Munro’s career, cut short by cancer at age 35, was celebrated by bringing together his remade Y-front underpants, fabric installations, documents of Vazaleen club nights and tributes from the queer/art community. History, Glamour, Magic made it clear why his fearless spirit and refusal to accept limiting definitions of homosexuality continue to inspire.


4. Kent Monkman

Centre Space, June 14 to August 11

Continuing to send up high- and lowbrow representations of aboriginal life, Monkman widened his satirical net in Miss America, a painting based on a Tiepolo ceiling, and videos featuring Shatterhand and Winnetou, the Lone Ranger and Tonto of Germany. His uncanny appropriation of styles from 19th-century landscape painting to disco music videos grounds his humour in history.


5. Andy DeCola and Zack Wood

Neubacher Shor Comtemporary, September 5 to October 6

It was fun to see two skilled painters take a similar approach in divergent and original directions. In The Boys From Nowhere, DeCola’s eye-searing ice cream palette and opaque veils of imagery contrasted with Wood’s dense and weirdly novel layering of photographic and graphic elements. Both were excitingly bold.


6. Museum For The End Of The World

Nathan Phillips Square, September 29

Nuit Blanche’s most effective use so far of City Hall, 13 installations curated by Janine Marchessault and Michael Prokopow linked artistic creativity with end-time fears. Especially memorable were projects in the creepy underground parking garage like Douglas Coupland’s apocalypse multiplex Museum Of The Rapture, Iris Haüssler’s poetic evocation of a nuclear-obsessed survivalist’s den and Sarah Beck’s loon dipped in oil.
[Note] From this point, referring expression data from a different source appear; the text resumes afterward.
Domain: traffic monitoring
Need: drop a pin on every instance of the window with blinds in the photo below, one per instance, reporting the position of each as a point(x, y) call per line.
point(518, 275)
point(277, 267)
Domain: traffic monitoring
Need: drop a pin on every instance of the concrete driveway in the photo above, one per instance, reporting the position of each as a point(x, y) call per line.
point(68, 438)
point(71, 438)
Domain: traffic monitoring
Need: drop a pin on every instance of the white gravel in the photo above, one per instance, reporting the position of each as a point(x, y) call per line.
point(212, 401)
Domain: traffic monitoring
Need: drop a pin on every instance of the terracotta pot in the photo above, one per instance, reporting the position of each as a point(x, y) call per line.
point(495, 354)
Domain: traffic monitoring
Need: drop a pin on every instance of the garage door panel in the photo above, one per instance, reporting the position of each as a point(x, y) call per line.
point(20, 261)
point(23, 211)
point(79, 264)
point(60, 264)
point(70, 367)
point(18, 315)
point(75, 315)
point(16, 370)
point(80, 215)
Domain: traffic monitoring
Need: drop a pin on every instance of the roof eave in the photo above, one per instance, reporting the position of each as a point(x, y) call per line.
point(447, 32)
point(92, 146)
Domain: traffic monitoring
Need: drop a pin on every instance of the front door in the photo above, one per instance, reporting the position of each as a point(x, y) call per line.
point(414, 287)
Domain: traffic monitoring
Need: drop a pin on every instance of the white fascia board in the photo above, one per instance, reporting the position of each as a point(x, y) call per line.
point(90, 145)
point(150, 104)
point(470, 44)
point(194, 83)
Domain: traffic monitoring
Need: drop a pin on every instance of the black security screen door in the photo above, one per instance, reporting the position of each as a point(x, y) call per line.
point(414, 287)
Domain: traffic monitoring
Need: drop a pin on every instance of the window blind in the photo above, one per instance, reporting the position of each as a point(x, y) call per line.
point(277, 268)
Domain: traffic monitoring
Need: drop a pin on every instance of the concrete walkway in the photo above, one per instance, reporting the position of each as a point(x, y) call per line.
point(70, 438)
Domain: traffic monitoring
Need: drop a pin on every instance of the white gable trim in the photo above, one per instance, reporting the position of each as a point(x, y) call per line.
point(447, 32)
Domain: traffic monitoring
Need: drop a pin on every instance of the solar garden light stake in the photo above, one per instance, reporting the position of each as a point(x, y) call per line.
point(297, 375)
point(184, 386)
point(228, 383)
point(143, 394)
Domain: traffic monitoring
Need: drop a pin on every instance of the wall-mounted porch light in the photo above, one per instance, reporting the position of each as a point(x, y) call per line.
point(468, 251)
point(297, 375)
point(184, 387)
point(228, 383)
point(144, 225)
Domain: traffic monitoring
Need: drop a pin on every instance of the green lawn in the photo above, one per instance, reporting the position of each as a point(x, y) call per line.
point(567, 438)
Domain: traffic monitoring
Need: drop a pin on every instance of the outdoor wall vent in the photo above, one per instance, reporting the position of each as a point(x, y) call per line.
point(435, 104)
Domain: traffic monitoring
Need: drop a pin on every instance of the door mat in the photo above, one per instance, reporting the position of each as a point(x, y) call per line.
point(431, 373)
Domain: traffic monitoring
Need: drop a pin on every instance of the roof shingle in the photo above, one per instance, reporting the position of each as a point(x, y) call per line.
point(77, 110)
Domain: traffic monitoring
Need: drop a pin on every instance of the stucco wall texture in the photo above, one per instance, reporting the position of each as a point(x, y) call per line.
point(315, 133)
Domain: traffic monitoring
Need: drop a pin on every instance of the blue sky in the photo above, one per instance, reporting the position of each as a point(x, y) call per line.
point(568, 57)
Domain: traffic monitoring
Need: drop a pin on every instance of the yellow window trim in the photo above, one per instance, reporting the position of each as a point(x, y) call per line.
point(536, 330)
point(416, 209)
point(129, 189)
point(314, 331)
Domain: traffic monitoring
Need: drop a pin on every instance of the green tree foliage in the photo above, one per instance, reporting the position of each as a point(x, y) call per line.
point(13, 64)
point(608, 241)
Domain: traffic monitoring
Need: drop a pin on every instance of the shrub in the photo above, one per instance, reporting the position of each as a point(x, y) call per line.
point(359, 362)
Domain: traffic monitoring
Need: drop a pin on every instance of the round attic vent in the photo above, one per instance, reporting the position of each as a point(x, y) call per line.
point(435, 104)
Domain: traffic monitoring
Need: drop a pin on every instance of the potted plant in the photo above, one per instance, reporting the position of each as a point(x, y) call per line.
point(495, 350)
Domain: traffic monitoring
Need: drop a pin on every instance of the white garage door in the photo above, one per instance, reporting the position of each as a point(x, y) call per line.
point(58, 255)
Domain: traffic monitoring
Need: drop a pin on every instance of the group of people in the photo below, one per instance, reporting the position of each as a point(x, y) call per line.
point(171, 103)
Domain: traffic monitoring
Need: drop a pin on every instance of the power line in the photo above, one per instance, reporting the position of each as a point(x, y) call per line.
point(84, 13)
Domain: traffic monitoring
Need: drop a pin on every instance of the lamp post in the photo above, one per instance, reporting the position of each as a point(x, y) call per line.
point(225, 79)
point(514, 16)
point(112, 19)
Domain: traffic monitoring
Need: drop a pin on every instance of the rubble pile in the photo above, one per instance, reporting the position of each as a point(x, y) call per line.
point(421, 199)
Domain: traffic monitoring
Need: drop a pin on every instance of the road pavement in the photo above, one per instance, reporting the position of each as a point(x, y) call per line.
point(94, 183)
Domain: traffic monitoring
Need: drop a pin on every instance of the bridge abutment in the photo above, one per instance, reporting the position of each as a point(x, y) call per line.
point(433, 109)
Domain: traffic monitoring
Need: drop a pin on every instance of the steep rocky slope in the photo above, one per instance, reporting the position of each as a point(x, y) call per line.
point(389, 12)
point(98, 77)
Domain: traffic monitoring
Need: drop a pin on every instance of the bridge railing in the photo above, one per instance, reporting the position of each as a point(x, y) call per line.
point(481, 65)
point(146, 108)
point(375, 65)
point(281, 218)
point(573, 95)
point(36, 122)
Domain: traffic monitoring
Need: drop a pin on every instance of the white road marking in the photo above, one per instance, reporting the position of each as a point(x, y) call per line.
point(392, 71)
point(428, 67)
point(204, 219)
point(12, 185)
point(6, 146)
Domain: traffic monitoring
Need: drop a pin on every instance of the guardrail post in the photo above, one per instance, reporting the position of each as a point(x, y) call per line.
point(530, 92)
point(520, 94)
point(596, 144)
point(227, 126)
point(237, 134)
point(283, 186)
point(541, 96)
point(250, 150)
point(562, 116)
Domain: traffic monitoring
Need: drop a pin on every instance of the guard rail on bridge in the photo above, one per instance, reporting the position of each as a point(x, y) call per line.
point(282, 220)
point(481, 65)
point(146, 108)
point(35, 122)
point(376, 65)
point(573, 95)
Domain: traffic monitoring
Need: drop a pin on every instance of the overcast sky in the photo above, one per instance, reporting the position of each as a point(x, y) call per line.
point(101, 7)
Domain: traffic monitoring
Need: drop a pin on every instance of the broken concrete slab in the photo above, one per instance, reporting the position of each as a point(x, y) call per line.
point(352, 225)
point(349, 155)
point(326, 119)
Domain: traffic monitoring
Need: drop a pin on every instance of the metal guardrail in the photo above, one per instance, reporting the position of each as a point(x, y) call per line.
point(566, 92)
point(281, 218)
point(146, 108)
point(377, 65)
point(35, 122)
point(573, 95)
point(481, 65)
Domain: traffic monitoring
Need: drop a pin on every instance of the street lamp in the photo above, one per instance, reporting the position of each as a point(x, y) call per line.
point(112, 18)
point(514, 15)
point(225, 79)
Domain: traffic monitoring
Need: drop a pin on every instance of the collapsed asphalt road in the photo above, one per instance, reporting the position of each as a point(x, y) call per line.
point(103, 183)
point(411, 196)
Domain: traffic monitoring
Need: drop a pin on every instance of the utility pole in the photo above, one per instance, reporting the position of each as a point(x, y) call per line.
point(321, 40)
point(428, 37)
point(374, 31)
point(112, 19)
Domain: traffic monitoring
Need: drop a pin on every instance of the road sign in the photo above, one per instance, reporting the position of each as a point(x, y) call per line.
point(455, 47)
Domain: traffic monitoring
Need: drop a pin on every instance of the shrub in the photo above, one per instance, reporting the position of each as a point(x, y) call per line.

7. Public: Collective Identity/Occupied Spaces

University of Toronto Art Centre, May 1 to June 30

This varied, gripping exploration of photography’s role in documenting and understanding social change was one of Contact’s best shows, with Tarek Abouamin’s Tahrir Square videos, Ai Weiwei’s middle finger to world monuments, Ariella Azoulay’s pencil sketches of Palestinian eviction photos that the Red Cross denied her permission to use, Richard Mosse’s stunning infrared images of African conflict zones and Sanaz Mazinani’s ovoid kaleidoscope-like collages of news photos.


8. Souther Salazaar

Narwhal, June 15 to July 15

In You And Me (And The Mouse In The Moon), Salazar showed dream watercolours, deceptively sweet confections that were less naive than they appeared to be. His outlandish visual imagination, keen sense of composition and use of collage and Otaku elements helped give his gently off-kilter fantasy landscapes visual interest, balance and bite.


9. Jon Rafman

Angell Gallery, May 3 to June 2

Rafman’s The Nine Eyes Of Google Street View used screen captures culled from the mapping website, demonstrating that we now have eyes on pretty much every street on the globe in unprecedented ways and giving us odd, hilarious and occasionally disturbing snapshots from the frontiers of our panoptic society.


10. Tasman Richardson

MOCCA, February 4 to April 1

Richardson’s image-haunted labyrinth snaked its way through a series of dark and disorienting stops. From the chilling twin videos of Heather O’Rourke and Naomi Watts at the beginning to the final digital maelstrom culled from Gaspar Noé’s Enter The Void, Necropolis effectively used image and sound to explore the morbidity of media.